Published on February 9th, 2016 | by Ruben0
Harvey’s Bristol Cream
In the late 17th century, sweetened Oloroso was hugely popular in the UK. It was known as milk sherry or Bristol Milk, because most of the sherry trade to the UK was passing through the port of Bristol. Different types of wines arrived in Bristol and they were blended to create a sweet, smooth mixture.
Bristol Milk was a generic name produced by different companies. John Harvey, a wine merchant who started in 1796, had its own popular Bristol Milk. One day in the 1860s, John Harvey II and his brother Edward received an aristocratic lady in their cellars where she had some Harveys Bristol Milk. She was also asked to try a new, richer blend they had been working on. If that is Milk, then this must be Cream she said, so the new blend was named Bristol Cream – a brand trademarked since 1882.
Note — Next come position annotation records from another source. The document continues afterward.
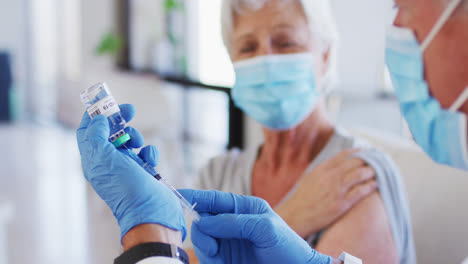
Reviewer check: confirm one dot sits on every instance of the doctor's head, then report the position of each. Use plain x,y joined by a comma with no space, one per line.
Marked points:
446,55
427,57
282,50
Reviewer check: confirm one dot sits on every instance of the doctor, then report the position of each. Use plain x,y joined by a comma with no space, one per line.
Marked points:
427,57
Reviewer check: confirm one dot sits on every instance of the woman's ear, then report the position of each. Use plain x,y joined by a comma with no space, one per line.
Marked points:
326,60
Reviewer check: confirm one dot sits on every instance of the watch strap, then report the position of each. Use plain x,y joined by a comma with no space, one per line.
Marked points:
147,250
349,259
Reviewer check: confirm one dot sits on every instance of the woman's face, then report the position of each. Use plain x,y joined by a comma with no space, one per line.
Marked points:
280,27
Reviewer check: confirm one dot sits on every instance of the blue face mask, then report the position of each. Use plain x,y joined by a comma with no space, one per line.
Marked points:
441,133
278,91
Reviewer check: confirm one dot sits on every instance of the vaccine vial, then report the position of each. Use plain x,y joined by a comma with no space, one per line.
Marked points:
98,100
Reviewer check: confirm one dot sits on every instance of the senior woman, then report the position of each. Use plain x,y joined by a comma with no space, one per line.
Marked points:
309,170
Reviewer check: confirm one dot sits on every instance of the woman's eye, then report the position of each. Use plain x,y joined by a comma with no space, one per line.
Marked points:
287,44
247,49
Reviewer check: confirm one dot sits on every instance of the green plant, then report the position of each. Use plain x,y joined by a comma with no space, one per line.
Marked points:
170,5
110,44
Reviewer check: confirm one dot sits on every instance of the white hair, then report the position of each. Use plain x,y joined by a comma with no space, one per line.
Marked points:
319,16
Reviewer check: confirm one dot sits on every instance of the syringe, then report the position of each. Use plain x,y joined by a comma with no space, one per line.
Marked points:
186,206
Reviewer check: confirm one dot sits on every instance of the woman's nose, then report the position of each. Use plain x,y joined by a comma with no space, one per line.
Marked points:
264,50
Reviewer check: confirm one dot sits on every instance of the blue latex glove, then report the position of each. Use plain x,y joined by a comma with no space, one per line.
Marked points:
242,229
133,195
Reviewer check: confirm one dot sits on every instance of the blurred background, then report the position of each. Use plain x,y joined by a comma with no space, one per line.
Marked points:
166,57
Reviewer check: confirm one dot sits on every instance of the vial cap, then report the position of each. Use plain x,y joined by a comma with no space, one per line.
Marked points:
121,140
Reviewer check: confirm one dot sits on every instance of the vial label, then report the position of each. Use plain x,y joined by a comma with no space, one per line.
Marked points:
107,106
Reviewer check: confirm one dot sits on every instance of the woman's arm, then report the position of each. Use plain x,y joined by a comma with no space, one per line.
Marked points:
364,232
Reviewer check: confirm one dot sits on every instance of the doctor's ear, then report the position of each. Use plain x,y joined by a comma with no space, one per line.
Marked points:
326,60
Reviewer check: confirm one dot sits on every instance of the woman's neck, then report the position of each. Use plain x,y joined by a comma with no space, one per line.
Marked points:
297,146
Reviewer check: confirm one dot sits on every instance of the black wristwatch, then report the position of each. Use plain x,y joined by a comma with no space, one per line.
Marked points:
148,250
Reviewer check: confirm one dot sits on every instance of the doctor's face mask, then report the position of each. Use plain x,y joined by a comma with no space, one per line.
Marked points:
442,133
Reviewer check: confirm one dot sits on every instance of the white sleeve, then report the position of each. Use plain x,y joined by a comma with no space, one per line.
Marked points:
160,260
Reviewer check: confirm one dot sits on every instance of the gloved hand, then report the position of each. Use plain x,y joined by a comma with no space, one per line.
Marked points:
242,229
133,195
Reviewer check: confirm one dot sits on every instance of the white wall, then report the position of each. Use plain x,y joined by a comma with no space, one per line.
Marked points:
362,25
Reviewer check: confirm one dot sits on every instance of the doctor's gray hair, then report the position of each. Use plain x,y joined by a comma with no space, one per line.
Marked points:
319,16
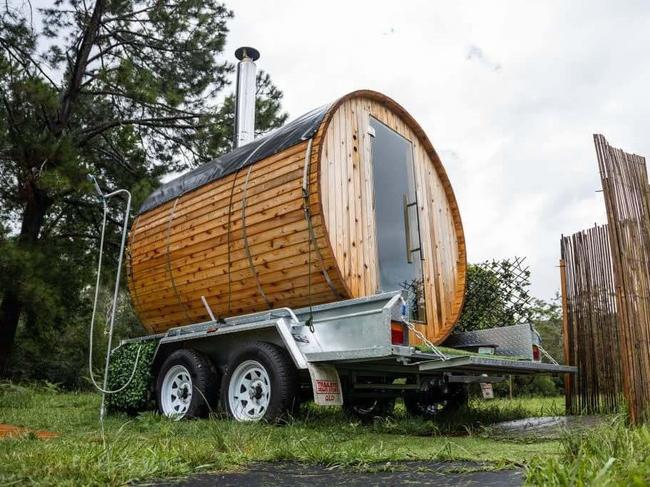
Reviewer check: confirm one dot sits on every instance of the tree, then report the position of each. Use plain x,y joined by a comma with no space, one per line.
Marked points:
126,90
496,295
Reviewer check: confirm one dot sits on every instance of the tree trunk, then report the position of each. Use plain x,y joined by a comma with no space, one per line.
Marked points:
12,302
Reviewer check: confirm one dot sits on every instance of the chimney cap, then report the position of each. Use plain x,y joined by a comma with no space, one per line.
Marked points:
247,52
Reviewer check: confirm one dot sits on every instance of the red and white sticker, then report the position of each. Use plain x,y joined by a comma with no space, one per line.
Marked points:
326,385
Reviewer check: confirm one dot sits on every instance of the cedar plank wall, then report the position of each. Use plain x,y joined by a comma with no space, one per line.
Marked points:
346,186
179,250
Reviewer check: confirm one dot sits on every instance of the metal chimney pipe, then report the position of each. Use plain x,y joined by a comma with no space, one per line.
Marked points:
245,101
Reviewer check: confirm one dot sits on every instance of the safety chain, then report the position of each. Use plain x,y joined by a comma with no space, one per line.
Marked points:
425,340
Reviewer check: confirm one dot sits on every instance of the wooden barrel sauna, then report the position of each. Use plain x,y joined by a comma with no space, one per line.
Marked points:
346,201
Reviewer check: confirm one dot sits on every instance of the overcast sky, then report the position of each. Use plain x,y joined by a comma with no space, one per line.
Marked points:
509,92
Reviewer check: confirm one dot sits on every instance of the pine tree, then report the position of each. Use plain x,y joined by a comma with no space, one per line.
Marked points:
126,90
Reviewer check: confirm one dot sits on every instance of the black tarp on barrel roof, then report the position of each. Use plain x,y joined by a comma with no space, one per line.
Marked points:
280,139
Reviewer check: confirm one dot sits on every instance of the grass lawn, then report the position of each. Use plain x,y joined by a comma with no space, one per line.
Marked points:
149,446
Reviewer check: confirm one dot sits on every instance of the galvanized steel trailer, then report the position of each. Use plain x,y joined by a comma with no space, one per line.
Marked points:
353,353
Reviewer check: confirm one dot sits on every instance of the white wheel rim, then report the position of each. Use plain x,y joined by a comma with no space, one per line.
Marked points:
249,391
176,392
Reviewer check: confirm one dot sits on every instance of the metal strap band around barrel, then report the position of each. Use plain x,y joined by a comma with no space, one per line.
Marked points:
251,265
129,267
246,248
310,227
169,260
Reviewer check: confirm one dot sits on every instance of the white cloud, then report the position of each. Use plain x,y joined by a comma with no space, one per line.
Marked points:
510,93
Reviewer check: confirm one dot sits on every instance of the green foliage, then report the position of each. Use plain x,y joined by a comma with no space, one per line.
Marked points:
138,395
612,454
496,295
140,97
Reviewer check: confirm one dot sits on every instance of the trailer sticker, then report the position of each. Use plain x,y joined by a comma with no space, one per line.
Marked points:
326,385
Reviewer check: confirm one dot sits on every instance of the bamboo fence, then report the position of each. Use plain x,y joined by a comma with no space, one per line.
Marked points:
591,339
627,199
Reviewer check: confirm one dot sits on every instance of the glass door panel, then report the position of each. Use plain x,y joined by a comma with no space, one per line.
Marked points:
396,216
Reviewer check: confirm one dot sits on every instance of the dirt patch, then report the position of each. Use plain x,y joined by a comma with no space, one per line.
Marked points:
11,431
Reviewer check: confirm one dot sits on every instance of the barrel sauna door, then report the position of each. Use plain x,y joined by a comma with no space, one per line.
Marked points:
396,214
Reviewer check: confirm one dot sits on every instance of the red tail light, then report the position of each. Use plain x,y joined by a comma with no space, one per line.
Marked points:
397,333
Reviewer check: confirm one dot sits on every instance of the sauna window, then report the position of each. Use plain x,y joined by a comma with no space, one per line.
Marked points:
396,217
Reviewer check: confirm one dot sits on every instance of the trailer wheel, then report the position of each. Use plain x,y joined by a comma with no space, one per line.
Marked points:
436,399
259,383
187,385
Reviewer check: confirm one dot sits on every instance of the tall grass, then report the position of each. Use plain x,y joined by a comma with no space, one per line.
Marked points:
611,454
149,446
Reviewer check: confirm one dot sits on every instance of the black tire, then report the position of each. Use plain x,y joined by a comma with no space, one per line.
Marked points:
204,379
437,400
283,376
366,409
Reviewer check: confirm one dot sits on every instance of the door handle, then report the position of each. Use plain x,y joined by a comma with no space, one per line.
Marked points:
407,228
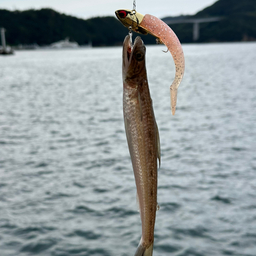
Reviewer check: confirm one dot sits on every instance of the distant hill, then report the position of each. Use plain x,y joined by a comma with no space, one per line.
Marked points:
238,23
46,26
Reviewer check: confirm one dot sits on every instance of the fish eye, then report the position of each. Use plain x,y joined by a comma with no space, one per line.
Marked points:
139,56
122,14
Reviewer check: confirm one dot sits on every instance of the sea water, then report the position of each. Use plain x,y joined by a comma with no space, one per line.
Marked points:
66,180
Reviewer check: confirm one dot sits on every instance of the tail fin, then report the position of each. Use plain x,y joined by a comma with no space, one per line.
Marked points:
143,251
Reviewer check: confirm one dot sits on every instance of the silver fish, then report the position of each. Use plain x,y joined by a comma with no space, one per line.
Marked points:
142,137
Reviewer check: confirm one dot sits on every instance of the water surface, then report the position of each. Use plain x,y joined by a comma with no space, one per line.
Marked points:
66,181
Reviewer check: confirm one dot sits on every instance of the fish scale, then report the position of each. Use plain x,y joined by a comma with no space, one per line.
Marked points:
142,137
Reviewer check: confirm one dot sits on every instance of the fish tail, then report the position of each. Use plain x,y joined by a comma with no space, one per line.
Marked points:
143,251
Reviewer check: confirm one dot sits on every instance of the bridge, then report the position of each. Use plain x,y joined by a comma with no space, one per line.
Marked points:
196,23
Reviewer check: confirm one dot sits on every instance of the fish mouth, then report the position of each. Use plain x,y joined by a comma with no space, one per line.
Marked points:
129,49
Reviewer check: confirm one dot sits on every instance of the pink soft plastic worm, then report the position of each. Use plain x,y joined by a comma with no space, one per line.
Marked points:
162,31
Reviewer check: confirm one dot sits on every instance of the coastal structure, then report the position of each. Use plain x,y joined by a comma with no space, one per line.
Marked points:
196,23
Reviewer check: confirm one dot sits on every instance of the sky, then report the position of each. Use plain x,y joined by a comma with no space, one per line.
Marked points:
91,8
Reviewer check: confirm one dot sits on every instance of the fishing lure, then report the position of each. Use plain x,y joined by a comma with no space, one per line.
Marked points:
149,24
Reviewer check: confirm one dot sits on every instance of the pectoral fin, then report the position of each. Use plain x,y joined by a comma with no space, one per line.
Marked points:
158,145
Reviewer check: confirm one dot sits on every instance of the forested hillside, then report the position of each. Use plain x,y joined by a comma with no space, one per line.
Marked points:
46,26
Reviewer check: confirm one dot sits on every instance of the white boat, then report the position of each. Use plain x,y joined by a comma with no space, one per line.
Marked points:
4,49
64,44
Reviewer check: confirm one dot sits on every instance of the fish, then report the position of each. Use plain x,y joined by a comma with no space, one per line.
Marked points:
149,24
142,137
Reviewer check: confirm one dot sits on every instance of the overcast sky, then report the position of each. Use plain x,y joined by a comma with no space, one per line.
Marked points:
91,8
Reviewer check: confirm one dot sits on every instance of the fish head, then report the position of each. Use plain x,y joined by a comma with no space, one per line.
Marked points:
134,64
131,19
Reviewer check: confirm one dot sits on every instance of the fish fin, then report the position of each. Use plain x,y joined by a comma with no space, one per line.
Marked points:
158,145
137,202
139,99
173,98
142,251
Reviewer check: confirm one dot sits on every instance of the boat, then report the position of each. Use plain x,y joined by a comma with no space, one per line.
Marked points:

Harveys Bristol Cream became hugely popular. While Bristol Milk was said to be a golden sherry, Bristol Cream was darker and included more and older Oloroso.
At the start of the 1950s, Bristol Cream was the best selling sherry in the world – which in many markets it still is until this very day. It has been sold on such a massive scale that later the entire category of sweet / blended sherries was called Cream sherry (and not the other way round as you may think).
At the end of the 1950s, Harveys signed a surprising 99 year exclusive contract with a single supplier in Jerez. The infamous Rumasa empire was born – a long story with a big impact on the entire sherry region. Let’s just say Harveys and the entire sherry region suffered under Rumasa. Since the late 1960s, Bristol Cream isn’t blended and matured in Bristol any more: they moved to Jerez and changed from importers to producers. After years of mergers, splits and changes, the company belonged to Domecq and is now part of the Philippines-based Emperador. Bristol Cream is matured primarily in a bodega called El Brigadier, which holds around 6000 butts of wine ranging from 3 to 20 years.
Bristol Cream is a blend of Fino, Amontillado and Oloroso, with some Pedro Ximénez to give it its characteristic smooth and mellow sweetness. Since 1994, it is packaged in the iconic Bristol blue bottle. In 2018 this was given a makeover with thermochromatic ink, turning blue when the bottle has been chilled to the perfect serving temperature.
If you like Bristol Cream, do me a favour and track down the Harveys Signature Cream or Harveys Rich Old Oloroso from the same producer. They share much of the same flavours with Bristol Cream, including the sweetness, but they’re much more intense, more complex and authentic sherry wines.
Bristol Cream (17,5%, Harveys, L5295)
Nose: sweet and reasonably nutty. Caramelized apples, raisins, with hints of toffee. There’s a hint of spicy oak underneath. You can sense some of the Oloroso in the background, but most of its fragrance is flattened out.
Mouth: actually less cloying (less creamy, if you like) than I expected. Flavourwise, this is basically what you expect from a sweetened Oloroso. Plenty of sweet raisins and prunes. Plain caramel. Hints of hazelnuts. Again fairly flat when compared to an authentic (sweetened) Oloroso, which would be spicier and more intense. Except for the lighter body, it’s hard to notice any Fino or Amontillado.
Availability: easy to find in supermarkets around the world. About € 12. Check The Whisky Exchange or The Drinks Shop for instance, they ship around the world.
Summary: This has little to do with the high quality (drier) sherry we fell in love with, but okay, I don't mind. If you take away the prejudices and have it well chilled, I can see why this is still popular. An accessible, harmless and reasonably tasty drink, especially with a slice of orange or in a cocktail. Think of it as an alternative to vermouth.